21st Aug 2014 09:10
LONDON (Alliance News) - Investing company Tanfield Group PLC said its losses widened in the first half, due to net finance expenses.
The company, which has two passive investments Smith Electric Vehicles and Snorkel Europe Ltd, posted a pretax loss of GBP261,000 for the six months ended June 30, compared with a GBP60,000 loss a year earlier, after reporting net finance expenses of GBP132,000, compared to net finance income of GBP22,000 in the year-prior half.
Tanfield recorded no revenue during the period compared with GBP1.3 million a year earlier.
Last month, Tanfield said Smith Electric Vehicles bought an 85.3% stake in American Business Services Inc for USD340,000, the first step in the process of Smith becoming a publicly listed company on the Over The Counter Bulletin Board in the US.

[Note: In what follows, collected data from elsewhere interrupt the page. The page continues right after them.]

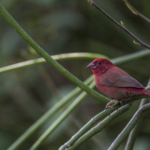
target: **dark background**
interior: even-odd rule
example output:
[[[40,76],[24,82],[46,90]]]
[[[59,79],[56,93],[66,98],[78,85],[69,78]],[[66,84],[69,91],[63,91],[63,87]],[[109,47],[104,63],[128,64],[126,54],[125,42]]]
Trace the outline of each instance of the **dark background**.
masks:
[[[150,44],[150,24],[132,14],[121,0],[96,1],[108,14],[145,43]],[[130,1],[150,18],[150,1]],[[145,48],[114,25],[86,0],[1,0],[3,6],[22,28],[50,55],[70,52],[92,52],[116,58]],[[0,67],[40,57],[0,16]],[[92,74],[86,69],[91,60],[67,60],[60,63],[76,77],[85,80]],[[146,86],[150,77],[150,58],[123,65],[122,69]],[[75,87],[49,64],[10,71],[0,75],[0,149],[6,149],[42,114]],[[79,147],[79,150],[106,150],[125,127],[140,101],[113,121],[105,130]],[[56,150],[90,118],[104,109],[104,104],[88,96],[75,111],[42,144],[42,150]],[[60,115],[64,109],[58,112]],[[55,115],[21,147],[28,149],[58,117]],[[147,113],[134,150],[149,150],[150,121]],[[125,144],[125,142],[124,142]],[[120,146],[120,150],[123,149]]]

Smith Electric Vehicles manufactures and markets zero-emission commercial electric vehicles.
In late May, Tanfield decided to support Smith Electric Vehicles' capital restructuring and listing plans, even though the deal will dilute its shareholding. It signed a deal which conditionally bound it to sign consents to allow Smith to raise up to USD30 million in funding and to restructure its capital.
Tanfield said its Snorkel business, in which it has a 49% stake, also continues to progress well, with both production and the order book up.
Snorkel, a manufacturer of self-propelled aerial work platforms, has undertaken a restructure to reduce the breakeven of the business. As a result, Tanfield said it is confident that the Snorkel business will continue to move towards "meaningful profitability".
Tanfield shares were quoted down 1.1% at 17.06 pence Thursday morning.